Maximize Distinct Purchases Within Budget Constraints
Company: TikTok
Role: Data Scientist
Category: Coding & Algorithms
Difficulty: Medium
Interview Round: Take-home Project
##### Scenario
Given a customer budget and a list of product prices, determine the maximum number of distinct products the customer can afford.
##### Question
Design an algorithm that lists the products a customer can purchase within their budget while maximizing the count of items bought.
##### Hints
Sort prices ascending, add items greedily until the running total would exceed the budget.
Quick Answer: This question evaluates understanding of selection and optimization under budget constraints, algorithmic efficiency, and the ability to implement correct logic for maximizing the number of distinct items purchased.
Given a non-negative integer budget and an array prices where prices[i] is the price of the i-th product, choose a subset of product indices such that the total cost does not exceed budget and the number of chosen products is maximized. If multiple subsets achieve the same maximum count, prefer the one with the smallest total cost; if still tied, return the lexicographically smallest list of indices. Each index represents a distinct product even if prices repeat. Return the chosen indices in increasing order.
Constraints
- 0 <= n <= 200000 where n = len(prices)
- 0 <= prices[i] <= 10^9
- 0 <= budget <= 10^14
- Indices are 0-based
- Return indices in increasing order
Solution
from typing import List
def maximize_purchases(prices: List[int], budget: int) -> List[int]:
indexed = [(p, i) for i, p in enumerate(prices)]

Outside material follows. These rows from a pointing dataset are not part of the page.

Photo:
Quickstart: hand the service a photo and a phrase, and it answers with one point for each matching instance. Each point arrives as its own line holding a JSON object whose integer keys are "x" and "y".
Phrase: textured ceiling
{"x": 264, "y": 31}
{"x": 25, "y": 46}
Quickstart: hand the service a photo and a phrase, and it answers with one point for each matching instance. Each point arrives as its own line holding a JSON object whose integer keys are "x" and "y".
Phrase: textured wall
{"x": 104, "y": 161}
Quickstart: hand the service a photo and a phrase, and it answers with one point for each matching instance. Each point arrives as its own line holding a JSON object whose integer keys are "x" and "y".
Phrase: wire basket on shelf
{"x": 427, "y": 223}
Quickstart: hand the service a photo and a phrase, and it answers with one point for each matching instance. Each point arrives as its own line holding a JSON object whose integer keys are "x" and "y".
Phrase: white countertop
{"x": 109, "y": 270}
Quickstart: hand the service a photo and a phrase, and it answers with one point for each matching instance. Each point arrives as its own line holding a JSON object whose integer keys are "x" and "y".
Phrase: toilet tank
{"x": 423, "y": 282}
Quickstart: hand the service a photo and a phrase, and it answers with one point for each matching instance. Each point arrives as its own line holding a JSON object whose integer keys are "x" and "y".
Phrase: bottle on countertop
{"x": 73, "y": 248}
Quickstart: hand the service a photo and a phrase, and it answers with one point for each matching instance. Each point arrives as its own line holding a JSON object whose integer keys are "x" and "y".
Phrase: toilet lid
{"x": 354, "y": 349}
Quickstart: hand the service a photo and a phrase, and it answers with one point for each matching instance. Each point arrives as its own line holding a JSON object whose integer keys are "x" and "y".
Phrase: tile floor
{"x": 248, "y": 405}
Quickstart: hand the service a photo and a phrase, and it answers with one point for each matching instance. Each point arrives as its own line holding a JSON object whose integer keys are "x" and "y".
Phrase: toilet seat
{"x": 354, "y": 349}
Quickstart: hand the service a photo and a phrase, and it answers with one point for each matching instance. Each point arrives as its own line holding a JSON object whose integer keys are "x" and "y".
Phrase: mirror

# Sort by price, then by index to ensure deterministic tie-breaking
indexed.sort(key=lambda x: (x[0], x[1]))
total = 0
chosen = [] # store original indices
for price, idx in indexed:
if total + price <= budget:
total += price
chosen.append(idx)
# else skip; later items are not cheaper due to sorting
# Return indices in increasing order as required
chosen.sort()
return chosen
Explanation
Sorting items by (price, index) ensures that greedily taking items in that order yields the maximum count within budget. This also minimizes total cost for that count because the chosen set is the set of the cheapest possible items. Ties on equal prices are broken by index to ensure lexicographically smallest indices among equal-cost optimal solutions. Finally, the result is returned as indices in increasing order.
Time complexity: O(n log n). Space complexity: O(n).